In an interview with CapitolBeatOK, Stem, who also serves as treasurer of Oklahomans for Better Roads and Bridges, combined understanding for the worse-than-usual conundrum for the Legislature with firm opposition to “removing us from the off-the-top money.” He says the state’s contractors, who are in the early-to-mid stages of building out the transportation infrastructure, are “respectfully but firmly opposed to that idea.” 
In an interview with CapitolBeatOK, Stem said, “In return for the privilege of having off-the-top flow of money there should be a requirement, or a practice to step forward with a long-term financial plan. That separates the wheat from the chaff. The privilege of having off-the-top money should come with accountability for the use of that money.”
Stem stresses that for roads and bridges, the state has an explicit eight-year plan that touches all 77 counties, and recurring documentation of spending and progress.
“We have an 80-page spread sheet. Every month it lists every county where we are going to spend money” to fulfill that roads and bridges plan.
“We know and understand that all agencies, including the Department of Transportation, will take some kind of ‘hit.’ We get that. What we can handle is some kind of a hit, perhaps with bonding authority combined with that,” Stem said. 
The reference to bonds expressed his group’s cautious support for the idea to finance some portion of the infrastructure plan with state-issued bonds, as a trade-off for some loss in direct appropriations. 
As for the governor’s idea to shift the funding steam toward fuel taxes, perhaps phasing out use of incomes taxes for transportation, he commented, “If more gas tax is necessary, as long as it can’t be raided [by legislators] we’re OK. In a perfect world, ODOT gets it all. … And when I say ‘all,’ I recognize that our state troopers are to get a percentage to finance some of their needs.” As for the latter exception, he argues it is not really an exception, given the obvious tie of the Highway Patrol to road safety.

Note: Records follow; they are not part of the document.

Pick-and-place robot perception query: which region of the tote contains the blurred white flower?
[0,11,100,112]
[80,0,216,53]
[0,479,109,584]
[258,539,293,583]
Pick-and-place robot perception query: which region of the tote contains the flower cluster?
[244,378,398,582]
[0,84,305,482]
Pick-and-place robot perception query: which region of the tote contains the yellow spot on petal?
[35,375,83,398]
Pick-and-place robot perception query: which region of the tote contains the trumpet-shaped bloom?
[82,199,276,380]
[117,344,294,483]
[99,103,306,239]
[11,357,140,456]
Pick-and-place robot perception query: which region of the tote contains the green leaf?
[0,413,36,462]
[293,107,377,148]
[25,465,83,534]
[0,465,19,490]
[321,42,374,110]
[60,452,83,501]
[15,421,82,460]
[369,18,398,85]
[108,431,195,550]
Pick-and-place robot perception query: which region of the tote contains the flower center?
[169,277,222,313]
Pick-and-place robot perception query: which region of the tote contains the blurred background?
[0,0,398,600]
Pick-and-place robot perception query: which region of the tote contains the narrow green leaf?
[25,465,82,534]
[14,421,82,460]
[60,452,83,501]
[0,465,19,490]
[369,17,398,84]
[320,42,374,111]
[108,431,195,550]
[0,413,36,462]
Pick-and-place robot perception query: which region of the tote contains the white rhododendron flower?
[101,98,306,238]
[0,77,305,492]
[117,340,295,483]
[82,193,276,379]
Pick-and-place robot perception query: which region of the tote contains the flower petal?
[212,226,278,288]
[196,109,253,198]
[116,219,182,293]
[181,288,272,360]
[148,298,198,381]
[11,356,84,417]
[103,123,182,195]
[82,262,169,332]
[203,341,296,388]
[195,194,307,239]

In a new advertising push, Stem’s group is pointing to bridges identified as dangerous and on the near-term repair and rebuild list (www.NotEvenANickel.com). He is pressing a theme that tax-financed ground transportation gets five cents of every state tax dollar, even though it “is the one thing that most Oklahomans use each and every day, year-round.” 
The clock is ticking for resolution of state budget questions in the most difficult financing year of the modern era. Stem and his allies are making the case for an outcome that might tweak roads/bridges a bit, but limit damage to the hard-won infrastructure plan that Republicans promised during the 2010 campaign, when the GOP took control of all of state government.